Schemata

Schemata is a schema modeling framework for decentralized domain-driven ownership of data. Schemata combines a set of standard metadata definitions for each schema & data field and a scoring algorithm to provide a feedback loop on how efficient the data modeling of your data warehouse is. Schemata support ProtoBuf & Avro formats.

Before we jump on let’s walk through Garbage-In Garbage-Out (GIGO) problem in the data lake

The Garbage-In Garbage-Out (GIGO) Problem

A data Warehouse is a centralized repository that allows you to store all your structured and unstructured data at any scale. As the definition suggests, Data Warehouse focuses on centralized data storage to break the organization’s data silo. The central repository removes entry barriers to integrating and analyzing various data sources in an organization. However, as the data warehouse grows, the complexity of the data management grows.
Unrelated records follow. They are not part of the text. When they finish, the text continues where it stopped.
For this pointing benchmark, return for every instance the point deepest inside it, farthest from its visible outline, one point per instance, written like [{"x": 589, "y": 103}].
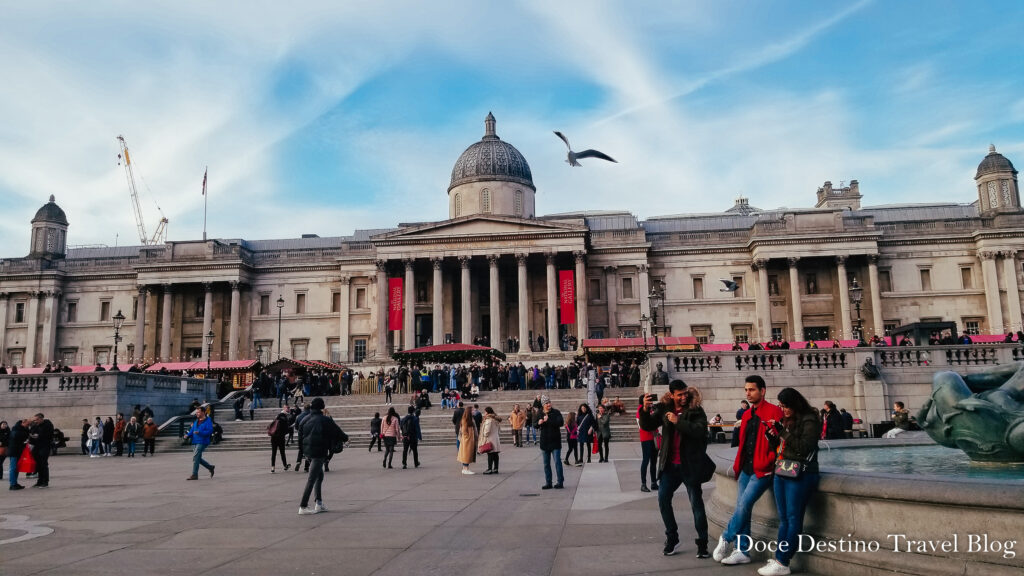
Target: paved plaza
[{"x": 120, "y": 516}]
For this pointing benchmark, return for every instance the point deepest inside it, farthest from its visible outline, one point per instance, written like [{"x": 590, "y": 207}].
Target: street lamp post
[
  {"x": 281, "y": 305},
  {"x": 119, "y": 320},
  {"x": 209, "y": 351},
  {"x": 857, "y": 296}
]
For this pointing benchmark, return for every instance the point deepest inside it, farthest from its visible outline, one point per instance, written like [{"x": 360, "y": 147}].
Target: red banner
[
  {"x": 566, "y": 296},
  {"x": 394, "y": 303}
]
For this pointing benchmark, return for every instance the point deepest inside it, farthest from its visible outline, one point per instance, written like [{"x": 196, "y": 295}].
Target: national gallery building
[{"x": 496, "y": 271}]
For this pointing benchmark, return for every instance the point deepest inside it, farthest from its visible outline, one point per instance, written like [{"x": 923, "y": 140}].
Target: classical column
[
  {"x": 467, "y": 320},
  {"x": 409, "y": 318},
  {"x": 798, "y": 311},
  {"x": 232, "y": 329},
  {"x": 520, "y": 260},
  {"x": 165, "y": 329},
  {"x": 1013, "y": 291},
  {"x": 496, "y": 303},
  {"x": 140, "y": 325},
  {"x": 762, "y": 299},
  {"x": 33, "y": 319},
  {"x": 552, "y": 337},
  {"x": 4, "y": 299},
  {"x": 382, "y": 310},
  {"x": 344, "y": 297},
  {"x": 49, "y": 327},
  {"x": 844, "y": 298},
  {"x": 644, "y": 290},
  {"x": 583, "y": 324},
  {"x": 991, "y": 292},
  {"x": 207, "y": 318},
  {"x": 611, "y": 297},
  {"x": 438, "y": 303},
  {"x": 872, "y": 279}
]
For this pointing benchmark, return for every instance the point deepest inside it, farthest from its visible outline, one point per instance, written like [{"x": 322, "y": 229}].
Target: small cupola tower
[
  {"x": 996, "y": 180},
  {"x": 49, "y": 233}
]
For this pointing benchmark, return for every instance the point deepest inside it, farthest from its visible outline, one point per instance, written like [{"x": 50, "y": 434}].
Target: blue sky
[{"x": 336, "y": 116}]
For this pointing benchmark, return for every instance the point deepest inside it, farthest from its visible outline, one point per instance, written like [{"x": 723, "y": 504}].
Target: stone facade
[{"x": 492, "y": 271}]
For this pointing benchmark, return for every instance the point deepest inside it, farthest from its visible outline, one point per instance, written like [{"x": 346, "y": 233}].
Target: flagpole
[{"x": 204, "y": 202}]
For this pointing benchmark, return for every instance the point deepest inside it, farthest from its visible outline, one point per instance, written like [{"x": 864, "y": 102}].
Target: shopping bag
[{"x": 27, "y": 464}]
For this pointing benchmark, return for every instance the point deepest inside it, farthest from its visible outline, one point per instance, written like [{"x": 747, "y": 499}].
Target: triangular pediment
[{"x": 477, "y": 225}]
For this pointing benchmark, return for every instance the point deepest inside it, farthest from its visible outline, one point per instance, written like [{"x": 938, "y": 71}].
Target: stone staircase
[{"x": 353, "y": 413}]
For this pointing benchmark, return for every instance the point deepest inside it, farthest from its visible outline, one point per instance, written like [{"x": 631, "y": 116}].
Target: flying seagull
[{"x": 573, "y": 156}]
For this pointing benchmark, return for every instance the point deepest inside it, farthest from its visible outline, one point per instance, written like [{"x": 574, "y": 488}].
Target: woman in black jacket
[{"x": 799, "y": 433}]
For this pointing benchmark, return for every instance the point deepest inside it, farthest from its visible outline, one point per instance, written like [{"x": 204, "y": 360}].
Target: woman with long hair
[
  {"x": 467, "y": 441},
  {"x": 491, "y": 433},
  {"x": 570, "y": 439},
  {"x": 585, "y": 432},
  {"x": 390, "y": 432},
  {"x": 799, "y": 432}
]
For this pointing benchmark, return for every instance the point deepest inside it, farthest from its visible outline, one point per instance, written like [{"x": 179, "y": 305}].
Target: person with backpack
[
  {"x": 411, "y": 437},
  {"x": 278, "y": 430}
]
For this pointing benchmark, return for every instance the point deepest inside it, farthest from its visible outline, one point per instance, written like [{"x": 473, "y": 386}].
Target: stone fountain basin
[{"x": 966, "y": 524}]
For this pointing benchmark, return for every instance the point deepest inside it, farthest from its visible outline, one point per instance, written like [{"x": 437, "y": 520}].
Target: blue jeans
[
  {"x": 198, "y": 458},
  {"x": 791, "y": 498},
  {"x": 557, "y": 453},
  {"x": 749, "y": 489},
  {"x": 672, "y": 479}
]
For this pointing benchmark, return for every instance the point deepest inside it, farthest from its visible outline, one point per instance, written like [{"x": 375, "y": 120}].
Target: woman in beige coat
[
  {"x": 467, "y": 441},
  {"x": 491, "y": 432}
]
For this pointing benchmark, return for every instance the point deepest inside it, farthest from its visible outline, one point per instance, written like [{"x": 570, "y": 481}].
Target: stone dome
[
  {"x": 492, "y": 160},
  {"x": 993, "y": 163},
  {"x": 50, "y": 212}
]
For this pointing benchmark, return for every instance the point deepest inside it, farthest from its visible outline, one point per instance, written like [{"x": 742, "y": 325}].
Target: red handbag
[{"x": 26, "y": 463}]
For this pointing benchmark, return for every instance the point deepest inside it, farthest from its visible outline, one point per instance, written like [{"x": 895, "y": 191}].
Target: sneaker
[
  {"x": 736, "y": 558},
  {"x": 722, "y": 549},
  {"x": 773, "y": 568}
]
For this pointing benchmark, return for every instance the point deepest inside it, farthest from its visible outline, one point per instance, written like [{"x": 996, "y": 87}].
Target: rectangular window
[
  {"x": 628, "y": 289},
  {"x": 738, "y": 293},
  {"x": 885, "y": 281},
  {"x": 967, "y": 278}
]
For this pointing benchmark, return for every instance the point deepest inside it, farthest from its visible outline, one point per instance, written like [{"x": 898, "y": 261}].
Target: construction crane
[{"x": 159, "y": 236}]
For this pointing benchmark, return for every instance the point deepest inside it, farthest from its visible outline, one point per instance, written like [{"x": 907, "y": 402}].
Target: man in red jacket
[{"x": 754, "y": 465}]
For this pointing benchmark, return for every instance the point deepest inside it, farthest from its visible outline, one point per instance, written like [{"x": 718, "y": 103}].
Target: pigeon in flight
[{"x": 573, "y": 156}]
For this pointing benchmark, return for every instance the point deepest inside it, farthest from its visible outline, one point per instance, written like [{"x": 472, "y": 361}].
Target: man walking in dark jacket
[
  {"x": 41, "y": 438},
  {"x": 682, "y": 460},
  {"x": 318, "y": 434},
  {"x": 550, "y": 423}
]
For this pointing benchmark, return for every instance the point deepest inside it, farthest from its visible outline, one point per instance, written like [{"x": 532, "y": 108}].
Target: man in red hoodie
[{"x": 754, "y": 465}]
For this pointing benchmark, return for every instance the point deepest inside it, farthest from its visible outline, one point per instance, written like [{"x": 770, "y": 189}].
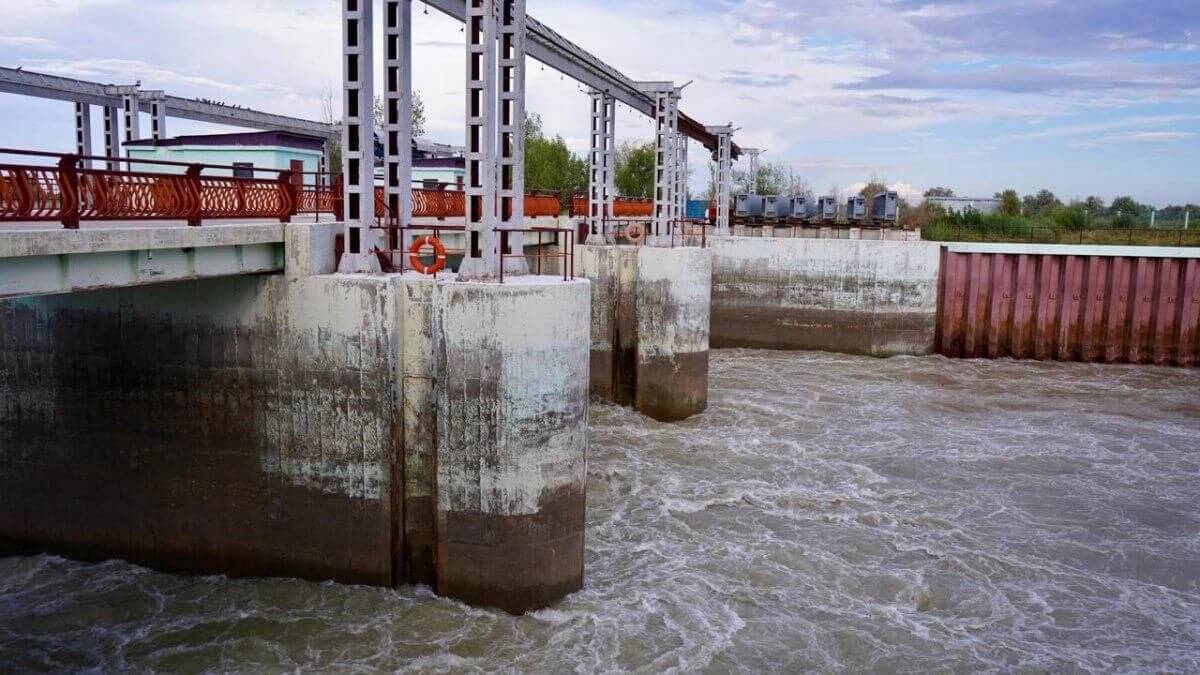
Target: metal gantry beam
[
  {"x": 27, "y": 83},
  {"x": 601, "y": 166},
  {"x": 681, "y": 175},
  {"x": 358, "y": 137},
  {"x": 397, "y": 30},
  {"x": 568, "y": 58}
]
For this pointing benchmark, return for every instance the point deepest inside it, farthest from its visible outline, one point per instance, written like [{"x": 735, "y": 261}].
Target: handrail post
[
  {"x": 504, "y": 246},
  {"x": 24, "y": 195},
  {"x": 69, "y": 191},
  {"x": 192, "y": 180},
  {"x": 287, "y": 196}
]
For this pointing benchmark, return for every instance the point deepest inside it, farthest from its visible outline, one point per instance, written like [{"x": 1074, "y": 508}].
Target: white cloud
[{"x": 25, "y": 42}]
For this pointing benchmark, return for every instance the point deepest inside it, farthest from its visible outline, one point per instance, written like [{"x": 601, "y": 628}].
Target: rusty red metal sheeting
[{"x": 1110, "y": 309}]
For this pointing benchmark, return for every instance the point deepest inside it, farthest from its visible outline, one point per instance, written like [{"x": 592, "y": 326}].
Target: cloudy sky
[{"x": 1081, "y": 96}]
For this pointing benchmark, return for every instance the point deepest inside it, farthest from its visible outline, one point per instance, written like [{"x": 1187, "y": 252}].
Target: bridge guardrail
[{"x": 70, "y": 192}]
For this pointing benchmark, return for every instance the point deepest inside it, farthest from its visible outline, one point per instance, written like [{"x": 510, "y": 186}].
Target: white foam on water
[{"x": 826, "y": 513}]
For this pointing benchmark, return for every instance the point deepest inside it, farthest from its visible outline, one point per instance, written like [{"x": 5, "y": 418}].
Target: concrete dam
[{"x": 271, "y": 417}]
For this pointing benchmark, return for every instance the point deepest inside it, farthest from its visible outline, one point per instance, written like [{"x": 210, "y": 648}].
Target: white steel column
[
  {"x": 666, "y": 118},
  {"x": 358, "y": 137},
  {"x": 159, "y": 117},
  {"x": 112, "y": 136},
  {"x": 724, "y": 175},
  {"x": 753, "y": 153},
  {"x": 601, "y": 165},
  {"x": 479, "y": 260},
  {"x": 399, "y": 115},
  {"x": 681, "y": 178},
  {"x": 130, "y": 112},
  {"x": 510, "y": 178},
  {"x": 83, "y": 131}
]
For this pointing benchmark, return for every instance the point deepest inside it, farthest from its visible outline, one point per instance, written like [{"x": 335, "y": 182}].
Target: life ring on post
[{"x": 439, "y": 255}]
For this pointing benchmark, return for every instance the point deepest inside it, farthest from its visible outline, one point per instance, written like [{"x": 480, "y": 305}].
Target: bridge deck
[{"x": 51, "y": 260}]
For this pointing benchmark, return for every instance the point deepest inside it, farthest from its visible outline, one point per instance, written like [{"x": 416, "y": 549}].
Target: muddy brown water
[{"x": 827, "y": 513}]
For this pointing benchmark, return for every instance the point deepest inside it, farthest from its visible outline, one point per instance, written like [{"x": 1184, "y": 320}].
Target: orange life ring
[{"x": 439, "y": 255}]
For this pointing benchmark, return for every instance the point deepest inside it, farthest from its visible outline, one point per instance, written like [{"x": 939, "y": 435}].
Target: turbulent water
[{"x": 826, "y": 513}]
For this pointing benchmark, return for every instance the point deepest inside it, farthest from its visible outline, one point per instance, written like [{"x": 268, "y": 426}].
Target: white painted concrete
[
  {"x": 673, "y": 292},
  {"x": 310, "y": 248},
  {"x": 855, "y": 296},
  {"x": 513, "y": 392}
]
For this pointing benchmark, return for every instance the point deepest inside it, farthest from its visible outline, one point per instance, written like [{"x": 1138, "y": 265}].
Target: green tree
[
  {"x": 635, "y": 169},
  {"x": 1095, "y": 207},
  {"x": 550, "y": 166},
  {"x": 1043, "y": 203},
  {"x": 418, "y": 114},
  {"x": 1128, "y": 207},
  {"x": 1009, "y": 203},
  {"x": 774, "y": 178},
  {"x": 873, "y": 187}
]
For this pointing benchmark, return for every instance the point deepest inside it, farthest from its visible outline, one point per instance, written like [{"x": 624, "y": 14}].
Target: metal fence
[
  {"x": 70, "y": 191},
  {"x": 1036, "y": 234}
]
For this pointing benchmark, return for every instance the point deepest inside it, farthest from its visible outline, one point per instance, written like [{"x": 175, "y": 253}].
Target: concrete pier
[
  {"x": 649, "y": 327},
  {"x": 852, "y": 296},
  {"x": 511, "y": 424},
  {"x": 370, "y": 429}
]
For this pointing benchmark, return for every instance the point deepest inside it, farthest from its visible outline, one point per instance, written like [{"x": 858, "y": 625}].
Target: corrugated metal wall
[{"x": 1115, "y": 309}]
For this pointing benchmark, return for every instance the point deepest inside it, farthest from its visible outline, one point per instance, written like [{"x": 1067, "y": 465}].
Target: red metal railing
[
  {"x": 70, "y": 193},
  {"x": 622, "y": 207}
]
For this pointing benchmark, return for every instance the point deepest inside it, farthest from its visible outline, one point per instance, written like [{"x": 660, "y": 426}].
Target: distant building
[
  {"x": 433, "y": 165},
  {"x": 245, "y": 151},
  {"x": 982, "y": 205}
]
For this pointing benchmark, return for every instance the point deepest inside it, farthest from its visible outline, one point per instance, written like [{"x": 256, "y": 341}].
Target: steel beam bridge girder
[{"x": 25, "y": 83}]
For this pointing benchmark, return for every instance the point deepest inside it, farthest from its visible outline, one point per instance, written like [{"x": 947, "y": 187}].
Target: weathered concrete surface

The data producer generates data and sends it to the data lake.
The consumers down the line have no domain understanding of the producer and struggle to understand the data lake data.
The consumers then connect with the data producer to understand the data. The producer side’s domain expertise depends on human knowledge that may or may not be available.

Data Warehouse becomes a technical debt rather than a strategic advantage as it grows.

How do Schemata solve the Garbage-In Garbage-Out (GIGO) problem?

Schemata enables domain-oriented data ownership

Schemata focuses on treating data as a product. The feature team that works on the product feature has the domain understanding of the data, not the data’s consumer. Schemata enables a feature team to create, attach metadata, catalog the data, and store it for easier consumption.

The data curation and the cataloging of the data at the data creation phase bring more visibility and make it easier for consumption. The process also eliminates the human knowledge silo and truly democratizes the data. It helps the data consumers not worry about the data discovery and focuses on producing value from the data.

Schemata facilitates decentralized data modeling

Traditionally upfront data modeling came with a cost. Often a centralized data architecture/ modeling team coordinates with multiple teams to design an enterprise data modeling. It is hard for one individual human to hold the entire company’s data architecture in their head. The data modeling tools don’t reflect the current state of the data modeling. Decentralized data modeling is the only scalable approach, and Schemata enables the bottom-up crowdsourcing data modeling approach to democratize data access in an organization.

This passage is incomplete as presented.